Is a Cox proportion model more suited for this purpose? If so, could you suggest what additional variables I need to compute and the syntax to use the Cox model in R?

Thank you!

SanMelkote
  • 621
  • 5
  • 20
  • 3
    Even ignoring censoring, please notice that the "proportion funded" is a variable between $[0,1]$; it would make sense to model this therefore using beta regression. – usεr11852 Feb 02 '20 at 10:57

2 Answers2

3

I think survival analysis would be a sensible choice here, given the fact that this process unfolds over time; that the process has a binary outcome (as you've construed it); and that some of your observations are right censored. If you go that route, you would need to make at least two significant changes.

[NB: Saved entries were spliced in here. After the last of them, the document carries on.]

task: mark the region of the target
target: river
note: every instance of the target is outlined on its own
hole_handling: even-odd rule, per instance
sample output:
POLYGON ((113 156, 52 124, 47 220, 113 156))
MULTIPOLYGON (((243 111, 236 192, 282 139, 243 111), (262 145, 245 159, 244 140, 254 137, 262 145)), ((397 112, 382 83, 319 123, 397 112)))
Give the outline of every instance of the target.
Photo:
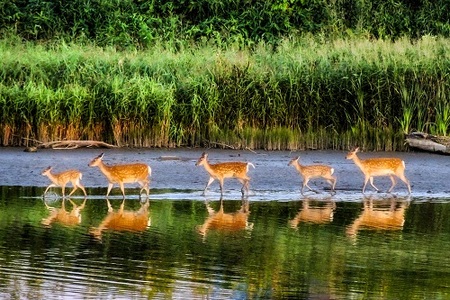
MULTIPOLYGON (((363 176, 341 151, 208 150, 211 162, 248 161, 250 195, 225 181, 221 198, 195 162, 204 149, 1 148, 0 297, 5 299, 443 299, 450 285, 447 156, 396 156, 412 194, 361 193, 363 176), (152 167, 149 199, 88 163, 152 167), (336 194, 300 194, 290 158, 333 166, 336 194), (88 197, 63 201, 40 173, 77 168, 88 197), (108 204, 110 209, 108 209, 108 204), (122 210, 121 210, 122 209, 122 210)), ((388 178, 376 178, 383 191, 388 178)))

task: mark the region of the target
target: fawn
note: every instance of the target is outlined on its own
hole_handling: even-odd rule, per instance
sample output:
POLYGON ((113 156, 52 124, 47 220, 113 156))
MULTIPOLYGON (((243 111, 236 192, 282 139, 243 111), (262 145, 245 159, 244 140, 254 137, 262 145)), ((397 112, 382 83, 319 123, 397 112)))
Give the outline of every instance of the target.
POLYGON ((225 178, 236 178, 242 183, 241 192, 242 195, 245 191, 249 191, 250 177, 247 176, 249 166, 255 167, 250 162, 223 162, 217 164, 210 164, 207 160, 208 154, 203 152, 202 156, 198 159, 196 166, 204 166, 205 170, 209 173, 209 181, 203 190, 203 195, 206 194, 206 190, 213 183, 214 180, 219 180, 220 194, 223 195, 223 182, 225 178))
POLYGON ((335 192, 334 187, 336 186, 336 177, 333 176, 334 169, 332 167, 325 165, 303 166, 300 164, 299 158, 300 157, 297 156, 291 159, 288 166, 294 166, 298 173, 303 177, 303 185, 301 190, 302 195, 305 186, 309 188, 310 191, 317 193, 317 191, 313 190, 308 185, 309 180, 314 178, 324 178, 331 185, 331 192, 335 192))
POLYGON ((78 170, 67 170, 61 173, 55 173, 52 172, 52 167, 46 168, 44 171, 42 171, 42 175, 47 176, 50 181, 52 182, 44 191, 44 197, 47 191, 51 187, 61 187, 62 188, 62 196, 65 197, 65 190, 66 185, 70 182, 72 183, 73 190, 70 192, 69 197, 72 196, 72 194, 77 190, 77 188, 80 188, 84 192, 84 196, 87 197, 86 190, 84 189, 84 186, 81 185, 80 180, 83 177, 80 171, 78 170))

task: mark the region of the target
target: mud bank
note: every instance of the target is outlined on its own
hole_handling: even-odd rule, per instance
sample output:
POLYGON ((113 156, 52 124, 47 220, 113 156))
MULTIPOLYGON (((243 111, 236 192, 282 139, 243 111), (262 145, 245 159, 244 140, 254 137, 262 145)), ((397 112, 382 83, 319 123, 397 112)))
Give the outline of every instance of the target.
MULTIPOLYGON (((49 180, 41 171, 53 166, 54 172, 69 168, 79 169, 83 173, 83 184, 88 188, 102 188, 107 185, 106 178, 97 168, 88 167, 88 163, 104 152, 106 164, 127 162, 145 162, 152 167, 151 188, 158 191, 160 197, 170 196, 174 192, 183 198, 201 198, 201 192, 208 180, 203 167, 196 167, 195 162, 205 149, 43 149, 35 153, 24 152, 23 148, 0 148, 0 185, 1 186, 36 186, 46 187, 49 180), (166 194, 166 195, 164 195, 166 194), (164 196, 162 196, 164 195, 164 196)), ((249 161, 256 168, 249 171, 251 197, 254 200, 289 200, 301 198, 299 189, 301 178, 293 167, 288 167, 289 160, 300 155, 304 164, 328 164, 334 167, 337 176, 336 199, 340 197, 361 198, 363 175, 356 165, 345 159, 342 151, 245 151, 245 150, 208 150, 211 163, 219 161, 249 161)), ((432 153, 408 152, 361 152, 360 158, 395 156, 406 163, 406 176, 411 182, 412 197, 445 198, 450 195, 450 157, 432 153)), ((387 177, 376 178, 375 184, 386 191, 390 187, 387 177)), ((322 180, 311 181, 310 185, 327 196, 328 184, 322 180)), ((136 187, 128 185, 127 188, 136 187)), ((236 180, 225 182, 226 195, 240 195, 240 185, 236 180)), ((115 192, 118 192, 118 189, 115 192)), ((114 191, 113 190, 113 191, 114 191)), ((309 193, 316 196, 313 193, 309 193)), ((370 186, 366 195, 374 194, 370 186)), ((407 189, 398 181, 394 195, 406 196, 407 189)), ((218 183, 211 185, 212 197, 219 195, 218 183)), ((380 195, 380 194, 377 194, 380 195)))

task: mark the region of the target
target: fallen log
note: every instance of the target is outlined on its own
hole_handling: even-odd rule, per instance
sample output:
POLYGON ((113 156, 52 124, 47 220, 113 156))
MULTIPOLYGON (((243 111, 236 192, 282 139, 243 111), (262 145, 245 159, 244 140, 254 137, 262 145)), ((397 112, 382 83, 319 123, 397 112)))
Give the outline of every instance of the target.
POLYGON ((53 141, 47 143, 40 143, 36 146, 37 148, 52 148, 55 150, 67 150, 76 149, 82 147, 97 147, 97 148, 117 148, 117 146, 101 142, 101 141, 90 141, 90 140, 68 140, 68 141, 53 141))
POLYGON ((424 132, 412 132, 406 135, 409 147, 422 151, 450 154, 450 137, 437 136, 424 132))

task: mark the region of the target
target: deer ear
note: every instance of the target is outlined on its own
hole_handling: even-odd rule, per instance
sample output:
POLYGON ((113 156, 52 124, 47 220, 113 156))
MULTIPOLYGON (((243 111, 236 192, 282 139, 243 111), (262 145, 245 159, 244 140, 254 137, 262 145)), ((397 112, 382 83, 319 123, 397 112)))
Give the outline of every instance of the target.
POLYGON ((103 155, 105 155, 105 153, 100 154, 99 156, 97 156, 97 158, 102 159, 102 158, 103 158, 103 155))

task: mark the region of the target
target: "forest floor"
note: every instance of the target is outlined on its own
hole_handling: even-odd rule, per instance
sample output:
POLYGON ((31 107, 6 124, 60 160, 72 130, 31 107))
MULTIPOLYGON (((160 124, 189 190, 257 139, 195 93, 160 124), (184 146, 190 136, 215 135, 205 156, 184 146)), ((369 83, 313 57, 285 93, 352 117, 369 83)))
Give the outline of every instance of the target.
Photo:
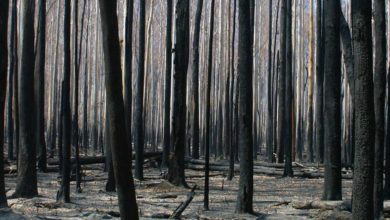
MULTIPOLYGON (((115 219, 118 217, 116 193, 105 192, 107 173, 103 165, 83 166, 82 193, 75 193, 71 183, 70 204, 56 203, 58 173, 38 173, 39 197, 9 199, 12 212, 0 210, 0 219, 115 219), (12 213, 13 217, 10 215, 12 213), (17 214, 17 215, 15 215, 17 214), (18 218, 20 217, 20 218, 18 218), (5 219, 5 218, 4 218, 5 219)), ((135 181, 137 202, 143 219, 170 215, 187 199, 190 189, 175 187, 161 178, 158 168, 145 167, 145 181, 135 181)), ((323 178, 281 178, 254 175, 253 207, 255 215, 235 214, 238 174, 232 181, 224 172, 210 172, 210 211, 203 211, 204 173, 186 169, 190 187, 198 186, 195 197, 181 216, 182 219, 349 219, 343 209, 311 207, 322 195, 323 178), (314 201, 314 202, 313 202, 314 201)), ((15 189, 16 174, 6 174, 6 190, 15 189)), ((343 198, 351 197, 352 180, 343 180, 343 198)), ((339 207, 339 206, 338 206, 339 207)), ((348 208, 346 208, 348 209, 348 208)))

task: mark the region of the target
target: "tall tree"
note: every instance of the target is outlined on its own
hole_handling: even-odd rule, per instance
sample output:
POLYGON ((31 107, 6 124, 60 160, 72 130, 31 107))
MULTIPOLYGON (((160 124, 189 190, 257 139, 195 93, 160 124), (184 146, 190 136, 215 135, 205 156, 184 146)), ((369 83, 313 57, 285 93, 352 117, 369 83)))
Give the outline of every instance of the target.
POLYGON ((253 148, 252 148, 252 44, 250 4, 239 0, 238 19, 238 144, 240 146, 240 182, 236 212, 253 212, 253 148))
POLYGON ((18 178, 13 197, 31 198, 38 195, 35 103, 34 103, 34 12, 35 1, 22 1, 21 55, 19 74, 20 147, 18 178))
MULTIPOLYGON (((0 2, 0 164, 4 164, 4 109, 5 94, 7 88, 7 65, 8 65, 8 6, 9 1, 0 2)), ((10 85, 12 86, 12 85, 10 85)), ((12 97, 10 97, 12 99, 12 97)), ((0 169, 0 208, 7 207, 5 194, 4 170, 0 169)))
POLYGON ((62 178, 57 200, 70 202, 70 147, 71 147, 71 112, 70 112, 70 12, 71 0, 64 1, 64 78, 62 83, 62 178))
MULTIPOLYGON (((231 63, 230 63, 230 68, 231 68, 231 75, 232 75, 232 85, 230 89, 230 103, 232 104, 232 107, 235 106, 235 103, 233 103, 234 97, 236 96, 233 94, 233 89, 234 89, 234 84, 237 80, 235 80, 235 74, 234 74, 234 45, 235 45, 235 39, 236 39, 236 14, 237 14, 237 0, 233 1, 233 33, 232 33, 232 42, 231 42, 231 47, 232 47, 232 55, 231 55, 231 63)), ((236 82, 237 83, 237 82, 236 82)), ((236 91, 237 93, 237 91, 236 91)), ((235 108, 234 108, 235 109, 235 108)), ((230 144, 230 155, 229 155, 229 173, 228 173, 228 180, 232 180, 234 176, 234 160, 235 160, 235 155, 236 155, 236 138, 233 132, 233 122, 234 122, 234 116, 235 116, 235 111, 232 109, 232 114, 231 114, 231 120, 232 120, 232 135, 230 137, 231 144, 230 144)))
POLYGON ((267 76, 267 159, 272 162, 273 149, 272 149, 272 137, 273 137, 273 108, 272 108, 272 0, 269 0, 269 23, 268 23, 268 76, 267 76))
POLYGON ((371 1, 352 3, 352 44, 355 70, 355 160, 353 219, 374 219, 374 86, 372 80, 371 1))
POLYGON ((283 163, 284 159, 284 144, 285 144, 285 129, 284 129, 284 114, 285 114, 285 94, 286 94, 286 36, 287 36, 287 1, 281 0, 280 4, 280 74, 278 77, 278 106, 277 106, 277 145, 278 145, 278 162, 283 163))
POLYGON ((204 209, 209 209, 209 172, 210 172, 210 128, 211 128, 211 74, 213 71, 213 42, 214 42, 214 14, 215 0, 211 1, 209 48, 207 61, 207 89, 206 89, 206 133, 205 133, 205 178, 204 178, 204 209))
POLYGON ((168 180, 186 186, 184 155, 186 144, 186 94, 189 56, 189 0, 176 3, 176 43, 173 81, 172 147, 168 166, 168 180))
MULTIPOLYGON (((11 27, 10 27, 10 40, 9 40, 9 68, 8 68, 8 108, 7 108, 7 122, 8 122, 8 159, 14 160, 14 117, 12 117, 12 99, 14 96, 14 77, 17 75, 17 5, 16 0, 11 1, 11 27)), ((15 80, 16 81, 16 80, 15 80)))
POLYGON ((172 0, 167 0, 167 30, 165 34, 164 147, 162 167, 167 167, 170 153, 171 74, 172 74, 172 0))
POLYGON ((46 171, 45 143, 45 43, 46 43, 46 0, 38 2, 38 40, 35 56, 35 101, 37 107, 36 144, 38 151, 38 168, 46 171))
POLYGON ((341 53, 338 0, 324 1, 324 200, 341 200, 341 53), (337 119, 337 120, 335 120, 337 119))
POLYGON ((324 162, 324 65, 323 65, 323 45, 324 45, 324 28, 323 25, 323 10, 321 0, 317 0, 317 17, 316 17, 316 108, 315 108, 315 144, 316 144, 316 158, 320 163, 324 162))
POLYGON ((374 18, 374 104, 375 104, 375 178, 374 217, 383 218, 383 157, 386 97, 386 7, 385 0, 376 0, 374 18))
POLYGON ((116 0, 99 0, 103 33, 107 114, 121 219, 138 219, 131 157, 128 153, 116 0))
POLYGON ((308 100, 307 100, 307 131, 306 149, 309 161, 313 162, 313 82, 314 82, 314 0, 310 0, 310 26, 309 26, 309 61, 308 61, 308 100))
POLYGON ((194 39, 192 43, 192 104, 193 104, 193 134, 192 134, 192 157, 199 158, 199 36, 200 22, 202 20, 203 0, 198 0, 195 17, 194 39))
POLYGON ((126 27, 125 27, 125 116, 126 116, 126 130, 127 138, 129 138, 129 154, 132 155, 132 144, 131 144, 131 110, 132 110, 132 75, 133 75, 133 7, 134 0, 126 1, 126 27))
POLYGON ((135 147, 135 169, 134 176, 142 180, 143 154, 144 154, 144 77, 145 77, 145 0, 140 0, 139 6, 139 48, 138 48, 138 73, 135 90, 135 111, 134 111, 134 147, 135 147))
POLYGON ((287 1, 286 5, 286 53, 285 56, 285 73, 286 73, 286 82, 285 82, 285 113, 284 113, 284 123, 285 127, 285 136, 284 136, 284 172, 283 176, 292 177, 294 175, 292 169, 292 130, 293 130, 293 78, 292 78, 292 3, 287 1))

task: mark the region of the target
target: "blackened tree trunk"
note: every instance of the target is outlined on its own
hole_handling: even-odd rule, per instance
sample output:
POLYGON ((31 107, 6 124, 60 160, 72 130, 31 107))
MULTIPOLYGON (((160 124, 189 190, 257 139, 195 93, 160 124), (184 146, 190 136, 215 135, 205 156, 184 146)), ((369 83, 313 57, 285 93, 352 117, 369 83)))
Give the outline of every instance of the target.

  • Reframe your outcome of interest as a binary event, e.g., the achievement of full funding. You could then move your continuous measure of funding to date to the other side of the equation, to incorporate information about partial successes into the analysis.
  • Add time to the mix. This would probably be something like "time since founding," where you can put all the cases on a comparable scale, even if they occurred at different points in calendar time.

In R, the workhorse package for survival analysis is, appropriately, survival. For an overview of available tools and links to relevant documents, check out the CRAN Task View (here).

I'm not going to try to write code to perform an analysis when I don't have, and am not familiar with, the relevant data or research question. I will say, though, that you'll probably want to look into designs and code for analyses with time-varying covariates, i.e., where values of some or all of your independent variables change over the course of time between project launch and the end of observation (via success or censoring). That would be a must if you want to consider partial funding as a covariate.

The alternative would be to estimate an initial-conditions model with reputation as the (sole?) covariate and time to full funding as the outcome of interest. If you go that route, you just need to ensure that your measure of reputation is based strictly on information available prior to project launch.

If you really want to complicate things, you could try a competing-risks approach, where you simultaneously consider the likelihood of two competing events: achievement of full funding, or project termination short of full funding. Project "death" isn't the same as right censoring of "live" projects, and this approach would allow your estimates to reflect that fact.

ulfelder
  • 485
  • 3
  • 12
3

The "time" does not have to be a true time (although it could be) and it is not really the case that proportion is a number between 0 and 1 even if the numbers in your dataset are because projects can be funded beyond target. The main assumption in the Cox model is the proportional hazard assumption and that is quite a weak assumption as it only requires a common baseline hazard. The shape of the hazard is unrestricted.

coxph in the R survival package can be used for fitting and cox.zph in the same package to test the proportional hazard assumption. Try the code below and see ?Surv regarding the status vector which is the additional input needed to indicate whether each observation is censored or not.

library(survival)
coxph(Surv(proportionFunded, status) ~ reputationBorrower + controlVariables, 
  data = subSample)

For more information, there is an example of using the Cox model here: http://www.sthda.com/english/wiki/cox-proportional-hazards-model and an example of using cox.zph here: Extended Cox model and cox.zph Also the survival package has a number of vignettes (PDF documents) that you can look at.

The main alternative would be an accelerated failure time model which is a parametric model that can be fit with survreg (in the same package).

G. Grothendieck
  • 1,255
  • 6
  • 12